Even then you are likely to commit many mistakes. For example, after 'waveform subtraction', one codec may show a little deviation from the original in the time corresponding to the attack of an instrument, whereas another codec may show apparently a lot more deviation in the 'steady state' phase of the instrument (i.e. the time when the instrument is holding a note). You may conclude from the graph that the latter codec is the poorer one. But it may turn out that the deviation of the first codec is exhibited in offending pre-echo and alteration of the perceived character of the instrument (the sound in the attack phase of an instrument is much more important in determining the perceived character of the instrument than the sound in the steady state--in fact, when the attack phase of instruments is edited away in a sound clip, people even have difficulty telling apart instruments from completely different families.)
And yet everything in the above examples could be the other way round, the codec with roughly the correct amount of treble COULD indeed be the more accurate-sounding codec, the codec with more distortion in the steady phase of the instrument COULD indeed be distorting the character of the instrument. There is simply no way for human eyes to tell which is the case. When all is said and done, it is simply better to trust good ears, PROPERLY UTILIZED (well trained in detecting psychoacoustic encoder artifacts, good acuity, good mental condition e.g. well-rested, working with ABX comparisons)
Why do psychoacoustic encoders have to produce output wavs that are different from the original at all? It's because it's simply impossible to put in all the information about the original wav at the bitrates these encoders are using.

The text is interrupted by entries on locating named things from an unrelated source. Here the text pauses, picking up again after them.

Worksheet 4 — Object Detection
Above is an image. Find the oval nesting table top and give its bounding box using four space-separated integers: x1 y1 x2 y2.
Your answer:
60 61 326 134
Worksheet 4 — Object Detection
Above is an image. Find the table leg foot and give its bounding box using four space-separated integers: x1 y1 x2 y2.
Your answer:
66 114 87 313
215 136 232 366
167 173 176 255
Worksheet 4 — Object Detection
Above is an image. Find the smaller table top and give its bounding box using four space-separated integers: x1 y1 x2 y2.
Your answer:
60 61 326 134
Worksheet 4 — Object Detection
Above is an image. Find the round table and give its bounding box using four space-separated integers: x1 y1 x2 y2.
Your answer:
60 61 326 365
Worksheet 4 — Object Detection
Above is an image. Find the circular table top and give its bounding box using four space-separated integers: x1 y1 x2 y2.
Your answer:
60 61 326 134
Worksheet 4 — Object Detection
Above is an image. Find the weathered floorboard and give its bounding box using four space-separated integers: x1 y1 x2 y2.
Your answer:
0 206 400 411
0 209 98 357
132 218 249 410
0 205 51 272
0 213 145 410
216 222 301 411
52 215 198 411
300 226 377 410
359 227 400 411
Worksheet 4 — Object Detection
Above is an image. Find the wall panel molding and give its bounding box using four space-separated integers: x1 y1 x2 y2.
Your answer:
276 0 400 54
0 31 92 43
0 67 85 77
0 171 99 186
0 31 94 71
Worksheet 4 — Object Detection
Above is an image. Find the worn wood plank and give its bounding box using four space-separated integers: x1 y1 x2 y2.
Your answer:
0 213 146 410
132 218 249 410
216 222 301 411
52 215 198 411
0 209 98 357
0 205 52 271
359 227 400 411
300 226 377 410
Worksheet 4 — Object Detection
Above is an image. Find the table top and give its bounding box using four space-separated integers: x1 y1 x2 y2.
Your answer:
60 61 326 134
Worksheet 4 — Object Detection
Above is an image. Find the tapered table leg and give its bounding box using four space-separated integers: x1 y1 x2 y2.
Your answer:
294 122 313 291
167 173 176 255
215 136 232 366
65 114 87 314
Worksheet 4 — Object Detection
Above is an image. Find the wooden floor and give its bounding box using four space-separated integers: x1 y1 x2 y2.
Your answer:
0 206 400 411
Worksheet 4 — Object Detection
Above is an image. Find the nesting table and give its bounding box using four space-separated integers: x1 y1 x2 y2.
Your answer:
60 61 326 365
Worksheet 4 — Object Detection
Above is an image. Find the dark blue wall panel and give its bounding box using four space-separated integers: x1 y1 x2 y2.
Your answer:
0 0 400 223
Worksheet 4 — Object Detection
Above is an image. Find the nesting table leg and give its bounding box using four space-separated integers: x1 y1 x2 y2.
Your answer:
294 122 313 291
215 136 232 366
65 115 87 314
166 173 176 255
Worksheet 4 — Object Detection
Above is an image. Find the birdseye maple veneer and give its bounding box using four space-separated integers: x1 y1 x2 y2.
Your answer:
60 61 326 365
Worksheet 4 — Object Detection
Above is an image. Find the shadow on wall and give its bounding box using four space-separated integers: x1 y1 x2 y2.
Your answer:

All is not lost, however, because it's also impossible for the human ear to take in all the information available in their acoustic surroundings. (
based on the anatomy of the human hearing system, especially the auditory nerve, it is estimated that auditory information is sent to the Central Nervous System at a rate of only 10-20kbps!!!) For this reason it is obvious that there are a range of waveforms that would map to the same representation after processing by the human auditory system, and that the waveform could be represented by a 'simpler' (informationally speaking, not conceptually
) representation than PCM.
Since humans do not process sound purely in the time domain (PCM waveform) or frequency domain (spectrogram), the human ear has different ideas about what sound more similar or more different than the ideas you'd get from a waveform or spectrogram.